Maikana-Ketzani set the bracelet down, and beamed at Zarika with a smile which stretched from ear to ear. Her heart fluttered, and in every shadow she could see her sister screaming with agony—a dying phantom lamenting over her son’s demise. There were only three silver children left, and all of them her tools for state diplomacy. This was greater than any victory she’d won at the palace, this was her final and decisive strike in a war which only now truly ended. Lura-sha-Kichka was dead. The line of silver brats who had any chance to elude and attack her was erased. There would never again be a threat from silver cloaked usurpers. Now and forever, the future belonged to her.

“Lura-sha-Kichka is dead, Zarika. That is what matters most. I will take this offering, this proof you’ve given me, and I will build a monument to my victory around it.

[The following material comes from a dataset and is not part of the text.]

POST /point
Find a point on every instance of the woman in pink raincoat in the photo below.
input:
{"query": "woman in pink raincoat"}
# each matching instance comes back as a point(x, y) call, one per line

You’ve done me a great service today. You’ve won my way.”

Zarika said nothing, simply giving a weak smile and nodding. Naturally, the wolf had to be tired, that was the root of the faded enthusiasm. They’d been far in barbarian country too long, and hadn’t had the luxuries of Isklakata and even longer. She’d thought to send the wolves after Urde-Saya ever since word came of an attack from the heavens—but that could wait. She needed to divine with Ketzani anyways, though first perhaps with Ashareh.

“The rooms you used last are still prepared for you, as they always shall be, and as for your warriors we can put them in diplomatic quarters and treat them like kings. Make merry and stay as long as you wish in my palace! Every night I will give you a feast for your victory! This day is ours.”